Frithjof Schuon foi um autor importante no movimento Sophia Perennis, que constitui o fundamento metafísico da unidade das religiões. Escreveu livros que são referências sobre o Sufismo, a Arte Sagrada e a Alquimia. Qual o significado dessa corrente do século passado? Sophia Perennis (Sabedoria Eterna) ou Philosophia Perennis (Filosofia Eterna), por vezes também denominada Traditionalismus, tinha, ao lado de Schuon, nomes como René Guénon, Ananda Coomaraswamy, Titus Burckhardt e Willigis Jager.

O Tradicionalismo não era uma organização, mas sim um grupo de autores convencidos de que existe profunda unidade entre todas as religiões; eles a explicavam com a metáfora de que o topo de uma montanha pode ser escalado a partir de diferentes pontos situados na base. Assim como esses caminhos situados na base, as religiões têm seus próprios pontos de partida, seu tempo e seu lugar na Terra. Porém elas propõem uma senda para o ponto mais elevado da montanha, e os caminhos aproximam-se uns dos outros à medida que vão chegando mais alto: Quem penetrou mais fundo na dimensão interior de sua religião obtém mais compreensão para outras religiões.

Para quem está no topo (ou seja, o sentimento de unidade, a vivência de Deus, o Nirvana), tanto faz como chegou até lá.

Nesse livro, Schuon examina a fundo a diferença entre o que é esotérico e o que é exotérico. Ele se pergunta como, na História, esses dois opostos relacionam-se entre si, e qual seria o inter-relacionamento ideal. Examina os pontos de vista das religiões exotéricas quanto à verdade absoluta. Questiona também o valor da obra missionária e o desejo de converter pessoas. Ele cita alguns traços comuns a todas as metafísicas (ou ensinamentos esotéricos). Aborda ainda a função da Arte Sagrada no interior da religião comum (ou exotérica). E estabelece relações entre três religiões: cristianismo, islamismo e budismo.

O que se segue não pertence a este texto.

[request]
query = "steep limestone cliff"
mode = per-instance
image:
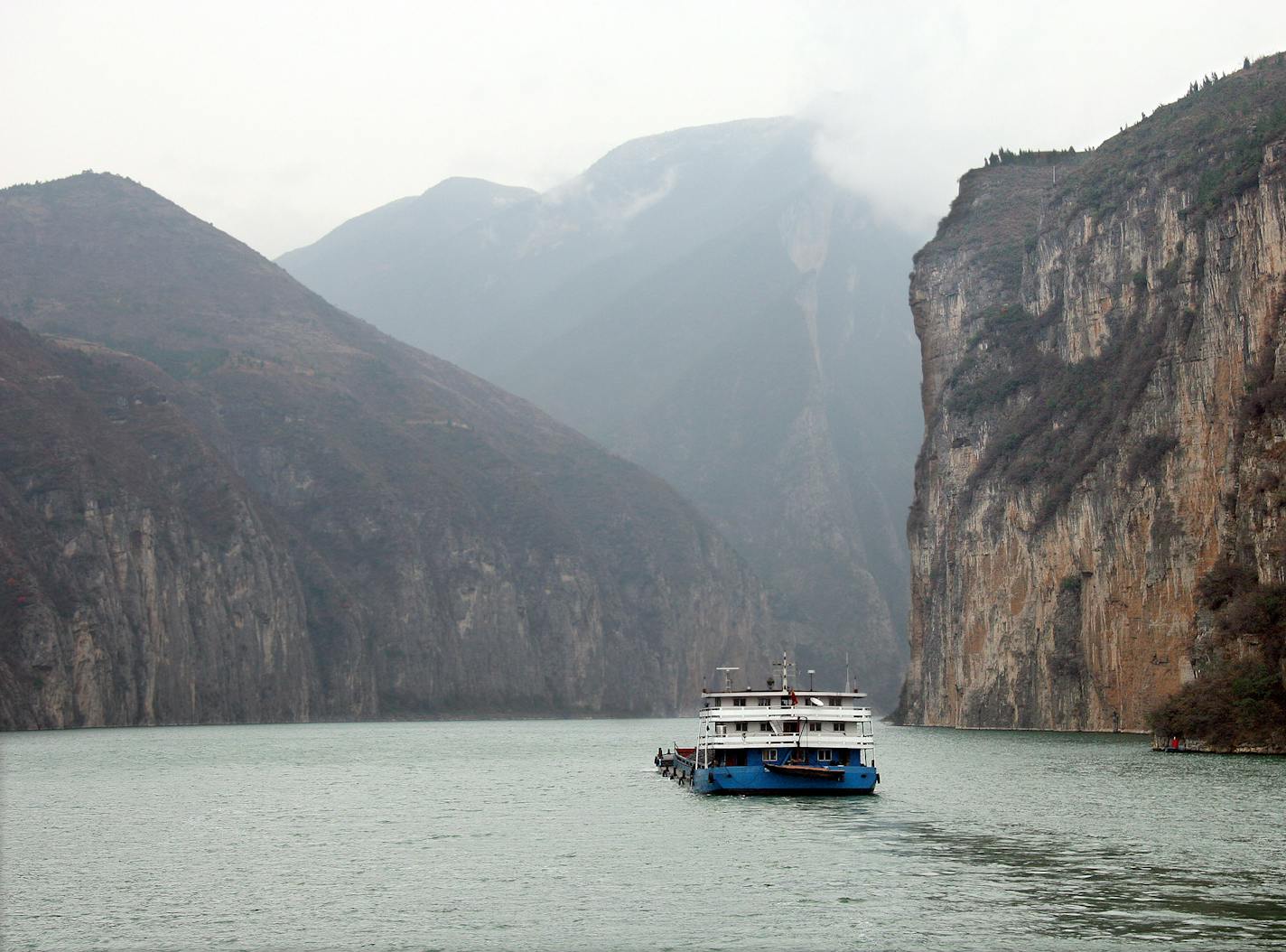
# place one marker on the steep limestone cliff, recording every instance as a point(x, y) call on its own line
point(710, 305)
point(1089, 328)
point(138, 579)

Após cumprir o serviço militar, Schuon, nascido na Basileia (Suíça), vai a Paris estudar árabe por sentir-se atraído pelo islamismo. Corresponde-se com René Guénon, que vê o islamismo como a religião mais apropriada para auxiliar o mundo ocidental a recuperar o fundamento esotérico perdido.

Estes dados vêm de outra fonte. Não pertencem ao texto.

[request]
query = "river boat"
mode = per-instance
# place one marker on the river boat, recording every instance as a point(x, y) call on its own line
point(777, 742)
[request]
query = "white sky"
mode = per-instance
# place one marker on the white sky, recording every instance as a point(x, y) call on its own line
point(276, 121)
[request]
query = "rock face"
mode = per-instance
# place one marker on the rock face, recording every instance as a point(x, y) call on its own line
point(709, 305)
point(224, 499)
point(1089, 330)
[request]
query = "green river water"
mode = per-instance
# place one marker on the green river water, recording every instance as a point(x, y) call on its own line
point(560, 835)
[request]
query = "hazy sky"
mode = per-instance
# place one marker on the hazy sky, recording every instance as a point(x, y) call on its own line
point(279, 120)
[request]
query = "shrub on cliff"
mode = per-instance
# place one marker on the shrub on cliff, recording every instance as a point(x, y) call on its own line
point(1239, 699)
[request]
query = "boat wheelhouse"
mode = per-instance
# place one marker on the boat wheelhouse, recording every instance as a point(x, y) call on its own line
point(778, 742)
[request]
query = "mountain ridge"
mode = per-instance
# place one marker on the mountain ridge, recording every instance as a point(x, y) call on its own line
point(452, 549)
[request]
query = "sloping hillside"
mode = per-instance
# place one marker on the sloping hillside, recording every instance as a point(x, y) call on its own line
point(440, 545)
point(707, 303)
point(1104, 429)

Na Argélia, Schuon é iniciado no sufismo. Porém, ele também lê o Bhagavad Gita. Funda grupos sufis na Basileia, em Lausanne e em Amiéns. Durante a Segunda Guerra Mundial, buscou refúgio na Suíça. A instrução sufi de Schuon transforma-se sob a influência de uma experiência espiritual e, mais tarde, também através do hinduísmo. Ele desenvolve a prece do coração e destaca a conexão entre a vida diária e a evolução espiritual. Não existe concretização da presença divina sem que antes tenha havido um “vazio” ou uma “carência” por parte do ser humano.

René Guénon dizia que o cristianismo perdera seu caráter esotérico no terceiro ou quarto século. Schuon, ao contrário, escreveu que os sacramentos cristãos ainda são efetivos, por serem de natureza esotérica. Segundo ele, faltava acrescentar, igualmente, aspectos de valor espiritual, da moral e da estética. Entre os adeptos de Schuon havia tanto cristãos como pessoas que depois se voltaram para o islamismo. Estes últimos viam o islamismo como uma religião descomplicada e essencial, com caminhos de iniciação centenários.

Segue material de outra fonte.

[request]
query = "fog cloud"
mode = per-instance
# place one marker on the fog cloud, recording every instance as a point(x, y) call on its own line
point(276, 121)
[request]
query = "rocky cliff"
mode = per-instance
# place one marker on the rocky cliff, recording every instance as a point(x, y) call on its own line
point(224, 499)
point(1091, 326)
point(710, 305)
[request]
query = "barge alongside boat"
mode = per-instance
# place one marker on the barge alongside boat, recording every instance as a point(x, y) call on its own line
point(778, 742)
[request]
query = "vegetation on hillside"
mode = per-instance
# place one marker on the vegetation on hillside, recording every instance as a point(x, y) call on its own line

Schuon visitou os habitantes originais da América do Norte e escreveu sobre seus antiquíssimos rituais; visitou também o ashram de Shankara, que no século IX explicara tão claramente a metafísica védica. Tinha contato com mestres sufis marroquinos, com vários mestres zen e com o hindu Swami Randas. Desse modo, aproximou-se cada vez mais da unidade interior das religiões.

Em seus mais de trinta livros, o leitor é conduzido de um conhecimento a outro. A única maneira de tomar um fôlego é pôr o livro de lado e refletir calmamente sobre ele. Em sua obra Le Soufisme, voile et quintessence (O sufismo, véus e quintessência, 1980) ele se afasta das formas menos puras. “Nosso ponto de partida é a Advaita Vedanta, uma visão não moralista do ser humano, a que o sufismo convencional está ligado.” Ele se volta contra a insistência demasiada nos elementos exotéricos no sufismo: a infiltração de sentimentalismo teológico no âmbito da pura metafísica.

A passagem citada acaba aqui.